The ties between Vanderbilt and Japan were apparent during the first Owen Japan Week held in March. The event was organized by the Owen Japan Business Club, a student group of 30 members, and supported by businesses and leaders connected to Japan, the third largest economy in the world.

The week kicked off with a speech on Japan-Tennessee economic relations by Motohiko Kato, the Consul-General of Japan, who also participated in a well-attended panel discussion with Leigh Wieland, president and CEO of Japan America Society of Tennessee, and Dean Eric Johnson. It wrapped up with a presentation by Gwilym Jeans, director of manufacturing strategy and planning for Nissan North America. Other events included Japanese movie night and product and cultural displays provided by Japanese companies with Middle Tennessee facilities.

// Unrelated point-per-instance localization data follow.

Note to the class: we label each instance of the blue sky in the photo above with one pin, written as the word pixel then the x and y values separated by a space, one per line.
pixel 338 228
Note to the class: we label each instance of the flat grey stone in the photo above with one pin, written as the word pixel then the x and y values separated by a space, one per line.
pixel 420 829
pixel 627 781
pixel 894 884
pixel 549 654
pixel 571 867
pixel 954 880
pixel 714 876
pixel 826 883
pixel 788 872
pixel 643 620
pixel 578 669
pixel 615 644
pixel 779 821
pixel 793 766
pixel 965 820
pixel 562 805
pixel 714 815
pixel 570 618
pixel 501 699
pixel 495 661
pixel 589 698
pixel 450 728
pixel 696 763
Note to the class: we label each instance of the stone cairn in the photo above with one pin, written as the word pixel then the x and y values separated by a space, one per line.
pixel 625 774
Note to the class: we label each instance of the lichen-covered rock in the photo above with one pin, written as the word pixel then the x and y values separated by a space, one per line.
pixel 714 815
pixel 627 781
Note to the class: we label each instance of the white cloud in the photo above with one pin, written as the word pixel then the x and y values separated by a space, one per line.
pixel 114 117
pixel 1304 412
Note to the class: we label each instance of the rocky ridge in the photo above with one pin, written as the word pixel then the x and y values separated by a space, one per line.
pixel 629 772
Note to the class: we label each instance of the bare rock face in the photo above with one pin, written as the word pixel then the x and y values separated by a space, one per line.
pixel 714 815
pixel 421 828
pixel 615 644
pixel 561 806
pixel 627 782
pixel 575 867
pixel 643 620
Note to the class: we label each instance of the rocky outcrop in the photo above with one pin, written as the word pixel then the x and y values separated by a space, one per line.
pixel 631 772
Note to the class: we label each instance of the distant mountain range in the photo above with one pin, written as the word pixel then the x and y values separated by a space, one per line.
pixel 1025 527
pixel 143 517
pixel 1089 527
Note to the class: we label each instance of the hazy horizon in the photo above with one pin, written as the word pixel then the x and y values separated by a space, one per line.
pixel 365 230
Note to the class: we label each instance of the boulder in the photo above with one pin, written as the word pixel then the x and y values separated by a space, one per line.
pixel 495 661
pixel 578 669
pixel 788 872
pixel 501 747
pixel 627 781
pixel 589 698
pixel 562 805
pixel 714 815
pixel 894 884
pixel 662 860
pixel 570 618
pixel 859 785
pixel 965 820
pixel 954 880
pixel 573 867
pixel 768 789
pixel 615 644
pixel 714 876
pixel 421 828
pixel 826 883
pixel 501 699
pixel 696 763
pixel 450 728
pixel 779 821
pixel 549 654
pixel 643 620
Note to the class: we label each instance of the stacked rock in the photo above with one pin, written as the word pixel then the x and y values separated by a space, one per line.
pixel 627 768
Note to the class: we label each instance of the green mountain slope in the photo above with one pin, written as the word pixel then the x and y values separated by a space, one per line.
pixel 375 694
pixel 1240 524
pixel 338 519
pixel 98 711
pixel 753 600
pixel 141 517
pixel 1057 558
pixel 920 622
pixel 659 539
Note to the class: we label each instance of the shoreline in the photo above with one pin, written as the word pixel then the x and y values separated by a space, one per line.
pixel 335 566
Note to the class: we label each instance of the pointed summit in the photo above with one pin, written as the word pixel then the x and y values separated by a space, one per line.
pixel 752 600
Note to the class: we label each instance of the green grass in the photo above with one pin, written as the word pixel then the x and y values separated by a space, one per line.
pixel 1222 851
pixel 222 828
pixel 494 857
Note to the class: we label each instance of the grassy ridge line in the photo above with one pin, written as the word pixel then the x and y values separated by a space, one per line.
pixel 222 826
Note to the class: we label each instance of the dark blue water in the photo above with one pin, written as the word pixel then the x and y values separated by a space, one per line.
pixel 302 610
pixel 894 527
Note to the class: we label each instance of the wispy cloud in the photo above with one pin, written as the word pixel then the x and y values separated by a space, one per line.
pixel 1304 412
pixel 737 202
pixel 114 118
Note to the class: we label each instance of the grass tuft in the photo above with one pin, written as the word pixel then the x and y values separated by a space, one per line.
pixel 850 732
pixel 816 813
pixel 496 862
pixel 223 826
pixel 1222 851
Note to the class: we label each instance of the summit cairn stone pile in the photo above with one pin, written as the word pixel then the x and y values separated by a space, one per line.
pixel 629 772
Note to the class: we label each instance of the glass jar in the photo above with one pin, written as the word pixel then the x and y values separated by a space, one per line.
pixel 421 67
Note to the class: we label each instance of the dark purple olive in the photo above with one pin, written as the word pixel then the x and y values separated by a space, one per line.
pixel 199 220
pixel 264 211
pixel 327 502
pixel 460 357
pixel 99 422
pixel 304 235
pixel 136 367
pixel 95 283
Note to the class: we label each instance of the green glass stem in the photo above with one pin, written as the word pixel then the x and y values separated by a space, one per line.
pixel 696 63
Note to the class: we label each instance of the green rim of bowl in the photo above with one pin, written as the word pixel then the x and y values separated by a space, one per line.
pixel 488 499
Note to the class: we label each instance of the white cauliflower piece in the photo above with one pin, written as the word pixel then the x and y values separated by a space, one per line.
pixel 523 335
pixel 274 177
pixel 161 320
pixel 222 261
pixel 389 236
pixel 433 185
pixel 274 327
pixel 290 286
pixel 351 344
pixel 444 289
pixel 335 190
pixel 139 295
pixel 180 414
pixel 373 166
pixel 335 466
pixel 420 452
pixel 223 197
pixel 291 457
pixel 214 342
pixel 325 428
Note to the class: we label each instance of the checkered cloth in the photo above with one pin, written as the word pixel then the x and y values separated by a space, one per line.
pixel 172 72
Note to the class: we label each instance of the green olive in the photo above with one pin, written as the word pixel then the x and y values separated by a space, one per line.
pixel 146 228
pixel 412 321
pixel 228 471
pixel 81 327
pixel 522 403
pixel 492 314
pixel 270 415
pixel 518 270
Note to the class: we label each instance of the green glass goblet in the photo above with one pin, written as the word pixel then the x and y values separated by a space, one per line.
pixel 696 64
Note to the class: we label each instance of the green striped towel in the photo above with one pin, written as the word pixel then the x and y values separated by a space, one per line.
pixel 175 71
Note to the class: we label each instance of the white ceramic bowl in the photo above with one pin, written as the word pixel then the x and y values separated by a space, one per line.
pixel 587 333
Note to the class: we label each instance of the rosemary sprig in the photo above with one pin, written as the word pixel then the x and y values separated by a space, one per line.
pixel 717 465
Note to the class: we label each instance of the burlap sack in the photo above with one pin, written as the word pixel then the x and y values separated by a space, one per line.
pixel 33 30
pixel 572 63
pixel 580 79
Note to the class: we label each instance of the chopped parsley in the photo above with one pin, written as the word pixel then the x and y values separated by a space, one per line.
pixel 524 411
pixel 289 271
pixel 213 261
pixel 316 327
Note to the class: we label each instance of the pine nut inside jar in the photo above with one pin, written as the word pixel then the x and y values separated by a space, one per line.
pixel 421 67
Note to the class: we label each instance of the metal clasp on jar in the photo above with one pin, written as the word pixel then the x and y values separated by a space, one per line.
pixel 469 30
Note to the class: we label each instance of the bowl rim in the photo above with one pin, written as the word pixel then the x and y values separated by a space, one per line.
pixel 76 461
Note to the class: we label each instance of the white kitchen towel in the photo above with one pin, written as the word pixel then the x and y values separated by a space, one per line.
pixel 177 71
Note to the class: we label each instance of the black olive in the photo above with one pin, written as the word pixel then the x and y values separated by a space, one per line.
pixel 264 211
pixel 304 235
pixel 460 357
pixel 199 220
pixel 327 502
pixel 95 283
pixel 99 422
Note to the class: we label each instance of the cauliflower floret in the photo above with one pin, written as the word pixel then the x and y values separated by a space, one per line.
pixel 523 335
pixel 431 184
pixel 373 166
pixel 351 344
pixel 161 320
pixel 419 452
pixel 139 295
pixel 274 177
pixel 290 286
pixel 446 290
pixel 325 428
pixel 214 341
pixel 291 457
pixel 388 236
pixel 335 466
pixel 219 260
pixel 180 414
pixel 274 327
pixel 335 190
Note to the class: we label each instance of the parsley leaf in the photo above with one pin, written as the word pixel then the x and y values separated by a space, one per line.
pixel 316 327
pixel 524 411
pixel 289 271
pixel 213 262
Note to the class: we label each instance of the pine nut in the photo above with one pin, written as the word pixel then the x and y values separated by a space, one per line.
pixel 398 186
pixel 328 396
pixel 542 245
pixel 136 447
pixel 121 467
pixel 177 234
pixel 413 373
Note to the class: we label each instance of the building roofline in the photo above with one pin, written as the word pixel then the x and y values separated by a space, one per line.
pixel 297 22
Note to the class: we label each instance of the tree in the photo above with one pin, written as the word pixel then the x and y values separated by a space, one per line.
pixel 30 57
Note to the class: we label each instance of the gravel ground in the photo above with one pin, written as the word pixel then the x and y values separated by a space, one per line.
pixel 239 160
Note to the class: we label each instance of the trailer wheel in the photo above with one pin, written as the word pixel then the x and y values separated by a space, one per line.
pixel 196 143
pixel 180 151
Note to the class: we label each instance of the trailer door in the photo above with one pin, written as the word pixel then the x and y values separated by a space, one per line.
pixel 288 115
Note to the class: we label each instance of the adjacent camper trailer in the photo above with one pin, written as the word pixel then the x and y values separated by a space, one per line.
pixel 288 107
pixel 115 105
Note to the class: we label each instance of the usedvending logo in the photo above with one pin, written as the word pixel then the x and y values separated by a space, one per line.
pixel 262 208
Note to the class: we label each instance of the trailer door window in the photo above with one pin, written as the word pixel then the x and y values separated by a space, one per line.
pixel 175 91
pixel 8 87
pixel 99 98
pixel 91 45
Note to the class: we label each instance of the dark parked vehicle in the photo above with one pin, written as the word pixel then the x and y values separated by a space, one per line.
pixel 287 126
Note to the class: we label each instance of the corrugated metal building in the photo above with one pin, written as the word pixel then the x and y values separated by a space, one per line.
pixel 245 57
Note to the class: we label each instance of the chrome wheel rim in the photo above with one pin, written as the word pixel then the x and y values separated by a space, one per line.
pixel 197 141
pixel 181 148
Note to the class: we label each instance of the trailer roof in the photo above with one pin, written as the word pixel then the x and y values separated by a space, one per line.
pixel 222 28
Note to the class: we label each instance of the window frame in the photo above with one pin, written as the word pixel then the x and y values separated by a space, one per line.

Hirokazn “Hiro” Morokuma, MBA’15, said that the club’s officers were inspired to introduce fellow students to their home country after the dean spoke at a town hall meeting and emphasized the importance of global mindsets. Companies involved in Japan Week, which Morokuma hopes will become an annual event, included Denso Manufacturing Tennessee, Nissan North America, Bridgestone Americas, Brother International Corp. and Lixil Corp.